The issues I faced the most when pushing data into databases

As financial analysts, we're generally skilled at handling and processing data, but many of us struggle when it comes to pushing that data into a database.

Common challenges that arise include avoiding duplicate entries, as well as efficiently removing data that's already present based on new inputs. These are crucial questions: How do we ensure data remains unique? How do we delete outdated or irrelevant rows before inserting fresh data?

In this article, I’ll walk you through a simple yet effective approach that has worked for me. we’ll walk through the process of reading data from an Excel file, cleaning it up, checking for duplicates in an SQLite database, and inserting the most up-to-date data into the database. By the end, you'll have a clear method to handle data insertion while maintaining database integrity and keeping your records up-to-date.

In this scenario, we have an Excel file containing the data that we want to insert into the "SalesTable" in an existing SQLite database. However, before inserting the new records into the "SalesTable" in the database, we need to clean up any existing data that might conflict—specifically, we need to ensure that records for the same company and year-period are not duplicated.

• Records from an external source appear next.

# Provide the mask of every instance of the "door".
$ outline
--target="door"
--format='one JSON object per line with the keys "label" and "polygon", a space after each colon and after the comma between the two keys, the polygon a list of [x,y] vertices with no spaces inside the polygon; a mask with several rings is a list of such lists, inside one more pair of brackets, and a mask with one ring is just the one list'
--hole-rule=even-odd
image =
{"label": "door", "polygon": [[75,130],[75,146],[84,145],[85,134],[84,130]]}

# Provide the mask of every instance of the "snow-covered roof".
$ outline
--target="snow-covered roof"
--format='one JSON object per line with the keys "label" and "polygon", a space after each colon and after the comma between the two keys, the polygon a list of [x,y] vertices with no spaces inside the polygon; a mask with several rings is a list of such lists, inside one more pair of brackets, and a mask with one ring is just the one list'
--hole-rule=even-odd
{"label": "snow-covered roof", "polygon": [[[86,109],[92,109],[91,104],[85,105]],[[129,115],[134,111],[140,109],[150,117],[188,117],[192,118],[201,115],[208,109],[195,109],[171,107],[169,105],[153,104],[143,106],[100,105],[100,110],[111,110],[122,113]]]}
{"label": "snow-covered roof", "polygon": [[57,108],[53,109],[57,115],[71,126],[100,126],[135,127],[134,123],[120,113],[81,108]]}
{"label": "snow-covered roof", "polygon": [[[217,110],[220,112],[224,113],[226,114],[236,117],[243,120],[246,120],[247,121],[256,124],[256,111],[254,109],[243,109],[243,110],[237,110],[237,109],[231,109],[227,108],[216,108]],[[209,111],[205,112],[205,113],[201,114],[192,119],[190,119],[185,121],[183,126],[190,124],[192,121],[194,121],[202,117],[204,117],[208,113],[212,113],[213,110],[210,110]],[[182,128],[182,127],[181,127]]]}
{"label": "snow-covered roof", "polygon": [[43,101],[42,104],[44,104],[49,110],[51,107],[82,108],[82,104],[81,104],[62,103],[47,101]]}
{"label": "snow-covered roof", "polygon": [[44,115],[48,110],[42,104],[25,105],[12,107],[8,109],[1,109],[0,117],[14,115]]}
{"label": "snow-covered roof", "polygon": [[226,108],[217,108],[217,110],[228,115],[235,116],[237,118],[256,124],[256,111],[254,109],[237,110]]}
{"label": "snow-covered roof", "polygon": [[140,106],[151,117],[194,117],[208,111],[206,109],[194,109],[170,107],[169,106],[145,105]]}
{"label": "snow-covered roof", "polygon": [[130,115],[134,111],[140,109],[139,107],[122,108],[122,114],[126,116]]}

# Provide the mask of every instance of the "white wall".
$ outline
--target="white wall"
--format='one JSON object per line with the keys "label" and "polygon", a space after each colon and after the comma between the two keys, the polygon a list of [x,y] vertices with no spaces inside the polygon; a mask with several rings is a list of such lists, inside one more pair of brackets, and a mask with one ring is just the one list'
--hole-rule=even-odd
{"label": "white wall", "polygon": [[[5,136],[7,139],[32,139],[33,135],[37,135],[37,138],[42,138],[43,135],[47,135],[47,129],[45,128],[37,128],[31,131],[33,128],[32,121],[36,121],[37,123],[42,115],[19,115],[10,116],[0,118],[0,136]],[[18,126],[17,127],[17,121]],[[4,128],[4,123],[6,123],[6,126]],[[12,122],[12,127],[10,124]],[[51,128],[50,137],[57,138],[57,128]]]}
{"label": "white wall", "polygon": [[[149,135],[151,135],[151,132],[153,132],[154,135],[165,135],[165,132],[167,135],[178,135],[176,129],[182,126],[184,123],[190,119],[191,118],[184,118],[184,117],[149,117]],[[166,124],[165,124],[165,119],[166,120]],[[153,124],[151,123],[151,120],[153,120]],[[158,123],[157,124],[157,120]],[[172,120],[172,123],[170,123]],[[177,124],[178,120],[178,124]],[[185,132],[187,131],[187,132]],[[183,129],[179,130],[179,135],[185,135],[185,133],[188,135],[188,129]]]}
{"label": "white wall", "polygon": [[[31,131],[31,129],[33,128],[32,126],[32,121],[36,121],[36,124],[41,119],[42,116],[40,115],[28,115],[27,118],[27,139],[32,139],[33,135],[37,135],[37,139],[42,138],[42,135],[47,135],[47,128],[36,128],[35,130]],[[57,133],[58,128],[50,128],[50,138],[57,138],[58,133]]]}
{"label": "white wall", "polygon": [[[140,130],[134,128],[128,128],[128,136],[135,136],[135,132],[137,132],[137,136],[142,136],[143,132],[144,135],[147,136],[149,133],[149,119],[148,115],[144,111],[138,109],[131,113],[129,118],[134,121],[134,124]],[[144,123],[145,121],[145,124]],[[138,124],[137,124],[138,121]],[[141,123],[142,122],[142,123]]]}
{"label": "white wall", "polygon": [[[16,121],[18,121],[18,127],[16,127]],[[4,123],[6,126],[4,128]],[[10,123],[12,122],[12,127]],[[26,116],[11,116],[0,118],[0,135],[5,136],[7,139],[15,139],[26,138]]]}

Step 1: Reading the Excel File into a Pandas DataFrame

# Read the Excel file into a pandas dataframe
df = pd.read_excel(excel_file, sheet_name="Sheet1")

We begin by loading the data from an Excel file into a Pandas DataFrame using the read_excel() function. This allows us to work with the data easily within Python. The sheet_name="Sheet1" argument specifies the sheet from which to load the data.

This is the first step in getting the data into Python so that we can manipulate and clean it before pushing it into the database.

Step 2: Create 'Year Period' column to simplify data filtering

# Convert the 'Year Period' column to datetime format
df['MonthDate'] = pd.to_datetime(df['Year Period'].astype(str), format='%Y%m')

In this step, we convert the 'Year Period' column (which is likely in a year-month format like 202303) to the string format %Y%m, which tells Pandas that the data is in the format of year followed by month (e.g., 202303 for March 2023).

This ensures that the date is standardized and easy to work with in the next steps, especially if we need to filter or sort the data later on.

Step 3: Connect to the SQLite Database

# Connect to the SQLite database & create cursor object
conn = sqlite3.connect(db_dir)
cur = conn.cursor()

Next, we establish a connection to the SQLite database using sqlite3.connect(). The db_dir variable contains the path to your SQLite database file. After the connection is established, we create a cursor object with conn.cursor() to interact with the database. You need this connection to interact with the database—whether it’s to read data, execute SQL queries, or insert new data.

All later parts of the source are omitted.